All three of them had the yoh character, which means “sheep,” as their top half.
“Sheep are choice animal sacrifices for sins and symbolize the sacrificial love of God who gave His unique Son, Jesus Christ, as ‘the Lamb of God who takes away the sin of the world,’” Dean said, quoting John 1:29.
Then underneath the yoh, the bottom of each of the three words was a picture of something else unique to each Person of the Trinity, he said.
Profound meaning
The bottom portion of the character for “beauty” — or bi — was the dai character, which means “big.” To Dean, that represents God the Father — the immeasurable Creator of beauty.

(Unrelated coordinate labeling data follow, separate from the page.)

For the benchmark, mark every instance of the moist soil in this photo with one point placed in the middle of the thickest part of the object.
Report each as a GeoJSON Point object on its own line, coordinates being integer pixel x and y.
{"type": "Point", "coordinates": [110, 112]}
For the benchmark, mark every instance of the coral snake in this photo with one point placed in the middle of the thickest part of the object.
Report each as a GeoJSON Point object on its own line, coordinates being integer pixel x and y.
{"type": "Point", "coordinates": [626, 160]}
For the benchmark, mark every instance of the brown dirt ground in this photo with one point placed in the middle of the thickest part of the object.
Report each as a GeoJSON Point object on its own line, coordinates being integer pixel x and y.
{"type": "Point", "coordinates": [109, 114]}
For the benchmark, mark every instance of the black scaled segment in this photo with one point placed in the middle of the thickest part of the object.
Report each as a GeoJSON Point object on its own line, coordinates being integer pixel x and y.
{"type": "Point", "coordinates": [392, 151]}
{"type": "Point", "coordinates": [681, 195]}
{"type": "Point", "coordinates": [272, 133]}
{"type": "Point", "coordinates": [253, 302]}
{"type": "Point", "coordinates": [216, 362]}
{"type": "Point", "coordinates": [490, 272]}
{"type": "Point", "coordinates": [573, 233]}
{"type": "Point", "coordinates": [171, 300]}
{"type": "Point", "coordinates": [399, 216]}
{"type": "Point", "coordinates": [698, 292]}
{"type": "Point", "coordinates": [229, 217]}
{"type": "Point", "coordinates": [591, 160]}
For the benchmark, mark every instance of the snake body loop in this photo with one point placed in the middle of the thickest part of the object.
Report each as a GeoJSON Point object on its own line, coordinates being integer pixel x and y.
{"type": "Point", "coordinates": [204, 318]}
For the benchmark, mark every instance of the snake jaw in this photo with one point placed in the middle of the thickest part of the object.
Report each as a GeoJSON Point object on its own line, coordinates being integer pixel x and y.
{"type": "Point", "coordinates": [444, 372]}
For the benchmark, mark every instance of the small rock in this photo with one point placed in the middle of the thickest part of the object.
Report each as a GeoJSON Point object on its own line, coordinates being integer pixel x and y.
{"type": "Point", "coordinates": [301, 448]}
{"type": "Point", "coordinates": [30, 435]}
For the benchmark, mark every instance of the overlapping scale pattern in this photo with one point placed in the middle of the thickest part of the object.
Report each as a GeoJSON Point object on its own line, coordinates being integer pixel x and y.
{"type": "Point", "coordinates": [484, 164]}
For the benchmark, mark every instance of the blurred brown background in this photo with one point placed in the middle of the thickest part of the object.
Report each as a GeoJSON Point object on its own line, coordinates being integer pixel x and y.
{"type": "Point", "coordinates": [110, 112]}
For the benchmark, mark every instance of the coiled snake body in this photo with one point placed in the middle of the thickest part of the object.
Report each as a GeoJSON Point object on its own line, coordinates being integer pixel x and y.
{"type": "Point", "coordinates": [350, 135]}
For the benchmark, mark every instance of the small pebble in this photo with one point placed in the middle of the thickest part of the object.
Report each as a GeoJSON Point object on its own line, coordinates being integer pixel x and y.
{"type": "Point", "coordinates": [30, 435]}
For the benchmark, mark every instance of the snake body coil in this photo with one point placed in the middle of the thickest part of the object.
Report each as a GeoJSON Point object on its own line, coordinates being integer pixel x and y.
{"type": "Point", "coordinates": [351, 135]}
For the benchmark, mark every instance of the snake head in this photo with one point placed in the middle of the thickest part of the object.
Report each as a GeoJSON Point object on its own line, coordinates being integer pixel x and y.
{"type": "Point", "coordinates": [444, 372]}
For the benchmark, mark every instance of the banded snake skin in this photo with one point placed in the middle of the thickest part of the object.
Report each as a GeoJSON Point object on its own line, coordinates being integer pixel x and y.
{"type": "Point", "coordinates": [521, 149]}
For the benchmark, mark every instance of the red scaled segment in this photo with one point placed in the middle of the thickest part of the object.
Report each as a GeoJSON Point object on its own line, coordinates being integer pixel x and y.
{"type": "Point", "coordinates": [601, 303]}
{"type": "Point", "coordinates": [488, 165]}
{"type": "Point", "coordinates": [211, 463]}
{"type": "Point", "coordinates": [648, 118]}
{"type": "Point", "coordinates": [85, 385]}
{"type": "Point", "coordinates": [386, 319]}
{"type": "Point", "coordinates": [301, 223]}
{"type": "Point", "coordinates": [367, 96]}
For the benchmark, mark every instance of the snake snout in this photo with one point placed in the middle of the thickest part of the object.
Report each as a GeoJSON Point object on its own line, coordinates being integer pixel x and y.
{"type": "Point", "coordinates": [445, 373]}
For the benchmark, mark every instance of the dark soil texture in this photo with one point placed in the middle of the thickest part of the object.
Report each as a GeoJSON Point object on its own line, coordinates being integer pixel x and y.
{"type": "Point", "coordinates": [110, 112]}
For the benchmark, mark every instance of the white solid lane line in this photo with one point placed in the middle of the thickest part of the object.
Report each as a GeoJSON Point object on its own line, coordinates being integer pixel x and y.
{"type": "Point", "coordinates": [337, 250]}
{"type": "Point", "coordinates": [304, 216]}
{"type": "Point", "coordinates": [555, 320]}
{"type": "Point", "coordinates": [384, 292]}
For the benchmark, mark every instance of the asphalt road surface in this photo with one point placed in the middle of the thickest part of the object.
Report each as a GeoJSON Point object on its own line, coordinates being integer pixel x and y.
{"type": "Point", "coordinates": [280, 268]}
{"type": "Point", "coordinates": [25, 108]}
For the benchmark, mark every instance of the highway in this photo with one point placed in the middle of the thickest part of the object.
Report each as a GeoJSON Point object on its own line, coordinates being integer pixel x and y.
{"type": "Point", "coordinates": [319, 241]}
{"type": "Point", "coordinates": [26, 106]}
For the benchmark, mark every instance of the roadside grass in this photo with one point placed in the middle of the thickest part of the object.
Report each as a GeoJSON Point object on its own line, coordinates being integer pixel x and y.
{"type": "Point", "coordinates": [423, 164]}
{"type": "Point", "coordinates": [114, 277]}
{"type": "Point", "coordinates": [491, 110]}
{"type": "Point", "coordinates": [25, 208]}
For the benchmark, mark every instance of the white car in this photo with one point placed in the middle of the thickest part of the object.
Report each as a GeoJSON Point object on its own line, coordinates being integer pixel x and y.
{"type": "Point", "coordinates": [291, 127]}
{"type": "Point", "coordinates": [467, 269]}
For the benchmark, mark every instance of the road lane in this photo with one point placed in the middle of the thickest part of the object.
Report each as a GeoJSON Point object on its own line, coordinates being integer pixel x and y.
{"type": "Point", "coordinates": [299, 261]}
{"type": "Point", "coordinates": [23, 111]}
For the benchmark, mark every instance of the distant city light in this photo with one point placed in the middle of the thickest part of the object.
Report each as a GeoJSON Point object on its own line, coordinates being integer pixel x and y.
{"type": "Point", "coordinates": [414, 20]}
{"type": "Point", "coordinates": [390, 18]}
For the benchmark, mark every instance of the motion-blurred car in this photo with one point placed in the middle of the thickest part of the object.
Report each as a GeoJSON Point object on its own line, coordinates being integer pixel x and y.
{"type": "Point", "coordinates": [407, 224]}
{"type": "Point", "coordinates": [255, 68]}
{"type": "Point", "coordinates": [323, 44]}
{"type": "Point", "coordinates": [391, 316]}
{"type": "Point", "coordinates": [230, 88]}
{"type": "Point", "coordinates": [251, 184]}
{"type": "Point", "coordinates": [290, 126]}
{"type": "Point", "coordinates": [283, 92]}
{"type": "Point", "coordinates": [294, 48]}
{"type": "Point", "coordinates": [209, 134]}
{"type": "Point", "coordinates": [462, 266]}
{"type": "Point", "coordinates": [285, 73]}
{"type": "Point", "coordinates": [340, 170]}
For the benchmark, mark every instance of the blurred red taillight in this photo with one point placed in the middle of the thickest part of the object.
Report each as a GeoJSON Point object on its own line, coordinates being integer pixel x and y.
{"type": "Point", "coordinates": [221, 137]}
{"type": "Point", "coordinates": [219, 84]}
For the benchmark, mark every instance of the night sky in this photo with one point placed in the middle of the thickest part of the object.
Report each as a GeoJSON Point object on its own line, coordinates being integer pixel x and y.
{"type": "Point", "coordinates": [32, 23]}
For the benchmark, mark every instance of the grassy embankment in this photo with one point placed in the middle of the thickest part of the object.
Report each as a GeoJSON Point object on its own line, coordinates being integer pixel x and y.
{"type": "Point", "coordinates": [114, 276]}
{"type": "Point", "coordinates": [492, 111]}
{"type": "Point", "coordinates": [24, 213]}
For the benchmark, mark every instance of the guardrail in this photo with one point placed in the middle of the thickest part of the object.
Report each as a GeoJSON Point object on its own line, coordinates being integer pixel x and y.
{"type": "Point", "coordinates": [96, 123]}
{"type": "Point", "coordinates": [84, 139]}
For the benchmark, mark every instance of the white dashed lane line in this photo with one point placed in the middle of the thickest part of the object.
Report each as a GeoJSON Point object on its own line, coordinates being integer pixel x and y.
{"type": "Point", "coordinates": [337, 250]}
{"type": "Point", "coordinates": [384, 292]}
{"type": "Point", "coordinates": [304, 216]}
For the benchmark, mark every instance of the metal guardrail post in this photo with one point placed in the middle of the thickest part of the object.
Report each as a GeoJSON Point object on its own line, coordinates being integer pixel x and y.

The bottom portion of the character for “righteousness” — or gi — was made up of three characters. The first, ga, means “I” or “me.” The second, te, means “hand,” and the third, hoko, is a long weapon for killing.
This had profound meaning for Dean, the idea that the character for “righteousness” would be made up of a lamb paired with “me,” a hand and an instrument of death.

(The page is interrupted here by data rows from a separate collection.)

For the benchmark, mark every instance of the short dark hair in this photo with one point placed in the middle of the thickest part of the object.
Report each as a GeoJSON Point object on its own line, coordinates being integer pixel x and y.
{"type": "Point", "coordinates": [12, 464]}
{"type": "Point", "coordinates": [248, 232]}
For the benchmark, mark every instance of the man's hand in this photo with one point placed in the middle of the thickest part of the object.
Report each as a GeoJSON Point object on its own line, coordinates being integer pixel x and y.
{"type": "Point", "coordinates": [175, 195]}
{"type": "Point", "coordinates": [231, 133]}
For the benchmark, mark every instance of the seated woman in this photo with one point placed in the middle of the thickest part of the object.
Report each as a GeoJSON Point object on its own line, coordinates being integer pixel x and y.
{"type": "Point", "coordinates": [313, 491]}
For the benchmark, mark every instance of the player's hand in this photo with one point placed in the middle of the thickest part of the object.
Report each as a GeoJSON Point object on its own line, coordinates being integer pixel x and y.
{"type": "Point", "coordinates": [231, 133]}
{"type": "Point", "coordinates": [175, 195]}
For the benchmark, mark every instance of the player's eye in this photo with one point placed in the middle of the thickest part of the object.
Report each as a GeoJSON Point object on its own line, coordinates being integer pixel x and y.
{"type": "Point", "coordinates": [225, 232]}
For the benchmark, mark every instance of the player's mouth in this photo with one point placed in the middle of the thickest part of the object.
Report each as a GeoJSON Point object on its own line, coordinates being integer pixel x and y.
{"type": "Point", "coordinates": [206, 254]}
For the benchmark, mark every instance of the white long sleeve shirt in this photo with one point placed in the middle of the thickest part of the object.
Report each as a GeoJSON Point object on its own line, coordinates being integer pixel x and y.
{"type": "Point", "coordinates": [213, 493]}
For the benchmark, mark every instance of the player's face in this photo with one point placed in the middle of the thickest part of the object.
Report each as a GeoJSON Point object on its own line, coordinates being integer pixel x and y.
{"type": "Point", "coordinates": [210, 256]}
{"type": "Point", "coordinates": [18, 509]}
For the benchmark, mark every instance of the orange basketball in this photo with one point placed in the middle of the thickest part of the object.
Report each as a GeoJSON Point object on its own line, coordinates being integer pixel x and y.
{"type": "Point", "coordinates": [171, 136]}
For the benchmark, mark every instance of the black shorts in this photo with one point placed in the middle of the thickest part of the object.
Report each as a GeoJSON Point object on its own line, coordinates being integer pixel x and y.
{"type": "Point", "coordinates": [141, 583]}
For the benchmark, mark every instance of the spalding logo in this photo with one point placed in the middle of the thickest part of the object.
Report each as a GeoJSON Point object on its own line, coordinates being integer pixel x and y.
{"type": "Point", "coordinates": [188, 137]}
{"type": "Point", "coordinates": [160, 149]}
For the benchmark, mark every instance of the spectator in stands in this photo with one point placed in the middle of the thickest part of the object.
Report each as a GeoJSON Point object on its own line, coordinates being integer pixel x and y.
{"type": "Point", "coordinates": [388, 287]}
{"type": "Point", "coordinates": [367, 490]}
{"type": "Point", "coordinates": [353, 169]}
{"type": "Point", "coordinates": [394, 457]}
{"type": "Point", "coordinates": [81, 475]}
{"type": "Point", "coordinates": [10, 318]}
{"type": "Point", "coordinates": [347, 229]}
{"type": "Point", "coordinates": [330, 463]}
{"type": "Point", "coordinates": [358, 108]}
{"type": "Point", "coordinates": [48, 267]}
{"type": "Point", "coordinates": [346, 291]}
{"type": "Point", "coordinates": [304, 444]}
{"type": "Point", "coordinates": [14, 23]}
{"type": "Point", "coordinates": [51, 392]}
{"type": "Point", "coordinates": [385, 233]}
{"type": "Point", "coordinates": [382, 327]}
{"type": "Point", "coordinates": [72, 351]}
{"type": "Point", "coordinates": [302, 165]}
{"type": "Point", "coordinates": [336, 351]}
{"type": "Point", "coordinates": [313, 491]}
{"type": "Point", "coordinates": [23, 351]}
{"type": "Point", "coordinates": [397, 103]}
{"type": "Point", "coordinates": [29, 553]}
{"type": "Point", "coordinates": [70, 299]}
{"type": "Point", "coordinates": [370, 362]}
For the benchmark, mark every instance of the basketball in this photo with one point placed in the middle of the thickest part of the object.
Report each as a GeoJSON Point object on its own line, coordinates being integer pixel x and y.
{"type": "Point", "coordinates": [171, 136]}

“Christians have long noted that this portrays exactly the idea of righteousness — covered by the sacrificed Lamb,” he said.
For Dean, this easily represented Jesus Christ, the Son of God, the second person of the Trinity. He saw the Holy Spirit represented by the character zen, which means “goodness.”
“It is the word yoh or ‘sheep’ (on top) plus gen (on the bottom) which means ‘word,’ written twice,” Dean said. “That represents the Holy Spirit — the communicator of the Trinity.”
The Holy Spirit helps people understand the things of the Father and the Son and helps people communicate with God in prayer and praise and communicate God’s Word to others, he said.
Dean decided that a great way to highlight these three Chinese characters and use them as a tool to share the gospel would be to have them imprinted on three-sided vases. And he knew just the person to do it.
Over the years he had developed a friendship with a Japanese native he knew as Mr. Eguchi, a former kamikaze flight engineer who had owned a big pottery business and was visited once by Helen Keller, an Alabamian who was both blind and deaf.
Keller had run her fingers over one of the vases and been so fascinated by its beauty that she asked to see it again years later.
Ministry born
Keller’s reaction to the vase touched the potter so much that he decided to sell his business, buy some property and turn it into an institute to help people with disabilities produce fine Sansai pottery.
Residents of that institute now craft what Dean calls the Trinity vase. It has been a ministry and a witness in many ways, he said, even now after he’s retired.
“We pray that many Japanese, Chinese and others who have interest in Chinese writing will hear the gospel because they understand the message the vases symbolize,” said Dean, now a member of Church on the Bluff in Hoover.